In Deutschland erkranken mittlerweile pro Jahr
rund 48 000 Frauen an Brustkrebs. In Baden-Württemberg sterben jedes Jahr laut Statistischem Landesamt
in Stuttgart mehr als 2000 Frauen daran (1952: knapp
800, 1961: 1110, 1987: 2007, 2000: 2242).

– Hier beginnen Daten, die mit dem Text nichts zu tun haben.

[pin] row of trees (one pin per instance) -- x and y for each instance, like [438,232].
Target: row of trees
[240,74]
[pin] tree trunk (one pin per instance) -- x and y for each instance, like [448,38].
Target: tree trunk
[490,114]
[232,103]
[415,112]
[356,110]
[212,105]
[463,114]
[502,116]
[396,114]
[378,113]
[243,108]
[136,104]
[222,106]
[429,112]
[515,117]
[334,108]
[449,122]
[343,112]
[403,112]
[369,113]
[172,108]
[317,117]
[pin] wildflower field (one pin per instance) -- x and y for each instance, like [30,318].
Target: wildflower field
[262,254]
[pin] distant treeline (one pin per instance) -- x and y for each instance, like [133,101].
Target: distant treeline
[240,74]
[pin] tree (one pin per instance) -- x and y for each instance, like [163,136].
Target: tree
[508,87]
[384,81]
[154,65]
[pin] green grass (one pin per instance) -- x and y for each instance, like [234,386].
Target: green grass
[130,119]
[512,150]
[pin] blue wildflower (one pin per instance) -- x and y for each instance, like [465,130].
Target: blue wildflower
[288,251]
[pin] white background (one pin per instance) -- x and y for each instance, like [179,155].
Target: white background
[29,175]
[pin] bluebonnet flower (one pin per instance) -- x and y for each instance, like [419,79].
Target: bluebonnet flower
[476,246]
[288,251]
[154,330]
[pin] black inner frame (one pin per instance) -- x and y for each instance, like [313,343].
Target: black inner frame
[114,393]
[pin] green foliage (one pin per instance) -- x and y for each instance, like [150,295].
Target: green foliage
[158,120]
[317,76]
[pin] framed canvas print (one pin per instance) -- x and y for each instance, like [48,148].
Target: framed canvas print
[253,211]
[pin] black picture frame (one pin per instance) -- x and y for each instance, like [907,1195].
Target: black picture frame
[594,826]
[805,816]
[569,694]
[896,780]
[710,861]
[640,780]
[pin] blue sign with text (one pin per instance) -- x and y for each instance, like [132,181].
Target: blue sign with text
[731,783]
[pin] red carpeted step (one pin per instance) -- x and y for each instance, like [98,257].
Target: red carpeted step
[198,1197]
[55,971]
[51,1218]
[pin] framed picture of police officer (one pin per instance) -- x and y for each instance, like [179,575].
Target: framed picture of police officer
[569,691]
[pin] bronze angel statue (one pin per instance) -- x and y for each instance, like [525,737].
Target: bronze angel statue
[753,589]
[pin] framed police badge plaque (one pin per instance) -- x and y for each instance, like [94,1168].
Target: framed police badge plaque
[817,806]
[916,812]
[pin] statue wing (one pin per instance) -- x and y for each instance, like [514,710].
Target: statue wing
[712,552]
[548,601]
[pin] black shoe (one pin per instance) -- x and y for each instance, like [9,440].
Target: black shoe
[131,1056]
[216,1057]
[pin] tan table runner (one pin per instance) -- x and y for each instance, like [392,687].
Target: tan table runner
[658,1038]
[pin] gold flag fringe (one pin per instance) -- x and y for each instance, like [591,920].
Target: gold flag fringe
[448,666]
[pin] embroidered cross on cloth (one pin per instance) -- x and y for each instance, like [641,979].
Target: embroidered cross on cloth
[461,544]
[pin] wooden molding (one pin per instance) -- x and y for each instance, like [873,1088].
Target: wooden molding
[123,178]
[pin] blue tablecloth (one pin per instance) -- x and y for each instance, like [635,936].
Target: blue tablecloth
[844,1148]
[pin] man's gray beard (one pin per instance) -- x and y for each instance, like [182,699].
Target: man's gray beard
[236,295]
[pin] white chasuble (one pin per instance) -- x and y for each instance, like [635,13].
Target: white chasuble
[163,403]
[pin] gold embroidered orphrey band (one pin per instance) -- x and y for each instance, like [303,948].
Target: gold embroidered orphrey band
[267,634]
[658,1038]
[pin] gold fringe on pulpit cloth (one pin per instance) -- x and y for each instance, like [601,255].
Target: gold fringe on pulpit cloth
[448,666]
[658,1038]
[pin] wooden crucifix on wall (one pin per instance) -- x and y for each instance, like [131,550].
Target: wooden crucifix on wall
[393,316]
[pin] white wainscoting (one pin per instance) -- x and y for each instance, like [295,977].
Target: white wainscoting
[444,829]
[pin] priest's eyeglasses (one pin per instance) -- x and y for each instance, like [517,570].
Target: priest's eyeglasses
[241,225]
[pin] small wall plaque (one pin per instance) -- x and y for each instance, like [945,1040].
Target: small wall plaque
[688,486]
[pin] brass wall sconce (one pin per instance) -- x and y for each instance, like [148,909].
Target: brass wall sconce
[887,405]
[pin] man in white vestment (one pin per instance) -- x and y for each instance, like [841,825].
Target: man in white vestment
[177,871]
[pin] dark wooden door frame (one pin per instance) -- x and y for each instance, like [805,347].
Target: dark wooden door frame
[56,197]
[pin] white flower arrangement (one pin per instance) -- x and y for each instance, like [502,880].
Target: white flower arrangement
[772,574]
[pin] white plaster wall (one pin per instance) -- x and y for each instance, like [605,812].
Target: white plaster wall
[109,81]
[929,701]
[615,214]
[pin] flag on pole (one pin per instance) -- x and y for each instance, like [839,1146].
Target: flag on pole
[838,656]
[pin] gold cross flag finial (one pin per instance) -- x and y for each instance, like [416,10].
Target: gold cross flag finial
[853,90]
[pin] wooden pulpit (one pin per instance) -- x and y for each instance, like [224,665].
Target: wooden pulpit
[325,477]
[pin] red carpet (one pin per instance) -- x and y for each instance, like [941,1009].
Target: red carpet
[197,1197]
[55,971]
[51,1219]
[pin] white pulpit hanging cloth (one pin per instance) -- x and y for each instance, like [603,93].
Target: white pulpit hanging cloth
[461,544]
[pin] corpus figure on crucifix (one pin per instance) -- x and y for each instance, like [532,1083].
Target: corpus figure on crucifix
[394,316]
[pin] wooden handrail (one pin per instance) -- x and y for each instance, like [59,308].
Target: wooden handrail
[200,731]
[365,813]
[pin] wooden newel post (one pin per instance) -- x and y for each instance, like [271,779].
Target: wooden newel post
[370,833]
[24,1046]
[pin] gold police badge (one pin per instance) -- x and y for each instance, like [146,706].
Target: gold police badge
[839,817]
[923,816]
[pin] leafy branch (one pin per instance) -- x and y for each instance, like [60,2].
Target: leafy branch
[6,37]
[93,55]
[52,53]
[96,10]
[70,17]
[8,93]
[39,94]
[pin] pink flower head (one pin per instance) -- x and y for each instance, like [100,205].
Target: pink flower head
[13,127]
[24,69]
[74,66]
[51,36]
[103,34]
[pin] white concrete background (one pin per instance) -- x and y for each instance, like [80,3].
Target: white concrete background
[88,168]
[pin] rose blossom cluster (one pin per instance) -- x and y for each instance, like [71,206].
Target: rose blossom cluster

Das mag zum Teil an nicht wahrgenommener Vorsorge, zum Teil aber auch an mangelhafter Vorsorge
liegen, denn heute, so der Ärztliche Direktor der
Tübinger Universitäts-Frauenklinik Prof. Diethelm
Wallwiener, liegt die Heilungs-Chance bei Tumoren
unter einem Zentimeter bei bis zu 90 Prozent. „ Je
kleiner der Tumor, desto größer die Chance einer
Dauerheilung!“
Deshalb hält er auch das nach wie vor kontrovers
diskutierte Brustscreening mit Tastuntersuchung für
sinnvoll. „Bei jungen Frauen bringt der Ultraschall viel,
doch bei Frauen ab 40 ist die Mammographie nötig“,
sagt er. Mit ihr lassen sich schon die kleinsten
Tumoren und vor allem auch die winzigen Partikel der
Mikrokalke aufspüren, die die ersten Hinweise auf
eine Krebsvorstufe sein können.
Frauen, die in der Frauenklinik Hilfe suchen,
profitieren von einem Charakteristikum der Tübinger
gynäkologischen Onkologie: der engen fächerübergreifenden Zusammenarbeit mit den Radiologen,
Strahlentherapeuten und Pathologen. Der Einsatz
modernster Mammographie-, Ultraschall- und Biopsie-Techniken, die körperlich und psychisch deutlich
weniger belastende minimal invasive Chirurgie, die
heute bei Tumoren im Bauchraum, zur Gebärmutterentfernung und bei Brusttumoren wo möglich angewendet wird, haben zusammen mit der rasanten Entwicklung der Molekularbiologie und der Nutzung
erster Medikamente aus der Genomforschung (Antikörper) zu neuen Konzepten in Diagnostik und
Therapie geführt.
So erfolgen heute laut Wallwiener mehr als zwei
Drittel der radikalen Tumorentfernungen brusterhaltend durch Wiederaufbau mit körpereigenem Gewebe. In diesen Fällen ist eine Nachbehandlung mit
Bestrahlung zwingend.
Die Operation ist heute generell nicht mehr nur
Operation, sondern Teil eines Gesamttherapiekonzepts, zu dem Strahlen- und medikamentöse Therapie
als unterstützende (adjuvante) Behandlung gleichermaßen gehören – in der Fachsprache nennt sich das
multimodale (Baustein-Komponenten-) Therapie.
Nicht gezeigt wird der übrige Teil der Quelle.